Some of the questions posed, however, reflect a complete misunderstanding of how marketplace lenders operate. Loans facilitated by marketplace lenders, which often use third-party banks to originate loans to consumers, are subject to the full panoply of federal and state consumer financial protection laws because they are typically originated by regulated financial institutions. In addition, investors in marketplace loans typically are investing in securities, thereby providing them with the protection of the U.S. securities laws relating to disclosure and fraud. And, some new industry investors are investing in marketplace loans through investment funds designed for these purposes, which funds are subject to regulation by both the Securities and Exchange Commission and the states.
Of some concern is the reference to how the government could help foster the marketplace lending industry. Governmental intervention in this space at this time could have the impact of increasing costs and compliance risks and restricting innovation. To date, Congress and the Obama administration have let marketplace lenders develop in a free-market manner. Nevertheless, even the hardiest free-market advocates recognize the need for governing principles and adherence to basic ethical standards, but the questions concerning “risk retention,” and their ilk, suggest that the requestors are thinking of these platforms as if they were banks, which they most certainly are not. There is no “promise” of the return of invested capital (as there is in a bank) nor a promise of any specific return (returns are a function of the underlying investments’ performance only — in that respect they are truly “peer-to-peer”).
The reference to requiring lenders to have “skin in the game” clearly could increase the costs of doing business in this space and needs to be justified from a policy standpoint. As a nascent industry, it occupies a miniscule portion of both the small business and consumer lending marketplace, and any suggestion of requiring a portion of a loan from a risk standpoint seems premature.
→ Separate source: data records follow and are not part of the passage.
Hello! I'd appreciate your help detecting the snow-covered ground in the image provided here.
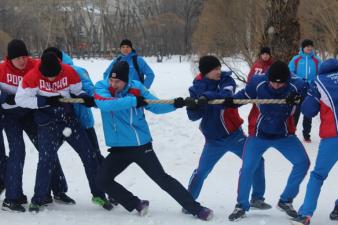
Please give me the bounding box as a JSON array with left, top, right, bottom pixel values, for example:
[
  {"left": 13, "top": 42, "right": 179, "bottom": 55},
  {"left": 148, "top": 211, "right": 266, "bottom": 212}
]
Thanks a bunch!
[{"left": 0, "top": 58, "right": 338, "bottom": 225}]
The Treasury’s Request will likely foster a discussion of the merits of government regulation of the marketplace lending industry. The best interests of the marketplace lending industry, which has few dominant players and no trade association, would be best served by thoughtful interaction with Treasury officials to bring them up to speed on how the industry has policed itself and developed within the current regulatory confines of banking, broker-dealer, investment fund, investment advisory and securities laws, and delineation of what issues need to be addressed to bring about clarity and, therefore, efficiency in the marketplace. There is some movement in this regard, as we await the results of the recent Capitol Hill pressure on the CFPB to promulgate regulations that will implement section 1071 of the Dodd-Frank Act. These regulations will impose reporting requirements with respect to the types of persons receiving small business loans similar to the reporting requirement that mortgage lenders are subject to under the Home Mortgage Disclosure Act.